Description of problem:

Seeing a lot of error messages in the release-openshift-origin-installer-e2e-aws-upgrade-4.1 job:

https://prow.svc.ci.openshift.org/view/gcs/origin-ci-test/logs/release-openshift-origin-installer-e2e-aws-upgrade-4.1/206

Jul 25 14:26:44.336 I ns/openshift-kube-apiserver-operator deployment/kube-apiserver-operator Status for clusteroperator/kube-apiserver changed: Degraded message changed from "" to "StaticPodsDegraded: nodes/ip-10-0-143-150.ec2.internal pods/kube-apiserver-ip-10-0-143-150.ec2.internal container=\"kube-apiserver-7\" is not ready\nStaticPodsDegraded: nodes/ip-10-0-143-150.ec2.internal pods/kube-apiserver-ip-10-0-143-150.ec2.internal container=\"kube-apiserver-7\" is terminated: \"Error\" - \"esetting endpoints for master service \\\"kubernetes\\\" to [10.0.158.95 10.0.163.120]

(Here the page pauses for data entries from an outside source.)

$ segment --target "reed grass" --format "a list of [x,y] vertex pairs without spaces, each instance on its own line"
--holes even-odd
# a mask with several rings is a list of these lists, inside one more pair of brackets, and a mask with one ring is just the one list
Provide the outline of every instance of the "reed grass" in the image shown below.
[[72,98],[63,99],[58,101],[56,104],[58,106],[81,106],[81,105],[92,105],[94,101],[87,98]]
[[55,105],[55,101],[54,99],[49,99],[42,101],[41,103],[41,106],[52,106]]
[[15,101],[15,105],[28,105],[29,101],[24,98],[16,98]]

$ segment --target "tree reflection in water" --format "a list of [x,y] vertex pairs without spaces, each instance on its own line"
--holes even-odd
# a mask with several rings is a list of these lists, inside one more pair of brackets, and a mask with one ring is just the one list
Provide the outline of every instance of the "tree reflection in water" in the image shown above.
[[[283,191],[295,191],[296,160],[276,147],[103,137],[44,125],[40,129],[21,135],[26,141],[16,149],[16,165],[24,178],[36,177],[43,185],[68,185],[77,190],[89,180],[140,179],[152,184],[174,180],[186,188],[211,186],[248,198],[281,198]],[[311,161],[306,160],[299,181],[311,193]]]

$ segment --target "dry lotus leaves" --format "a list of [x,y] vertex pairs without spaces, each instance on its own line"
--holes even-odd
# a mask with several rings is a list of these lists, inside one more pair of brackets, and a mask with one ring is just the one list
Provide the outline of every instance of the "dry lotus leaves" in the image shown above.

log.go:172] suppressing panic for copyResponse error in test; copy error: context canceled

Comment 1 Michal Fojtik 2019-07-26 09:01:11 UTC

That test failed because of:

Jul 25 14:27:12.603: INFO: cluster upgrade is failing: Cluster operator machine-config is still updating
Jul 25 14:34:02.602: INFO: cluster upgrade is failing: Could not update deployment "openshift-machine-config-operator/etcd-quorum-guard" (315 of 350)
Jul 25 14:34:12.605: INFO: cluster upgrade is failing: Could not update deployment "openshift-machine-config-operator/etcd-quorum-guard" (315 of 350)
Jul 25 14:34:22.601: INFO: cluster upgrade is failing: Could not update deployment "openshift-machine-config-operator/etcd-quorum-guard" (315 of 350)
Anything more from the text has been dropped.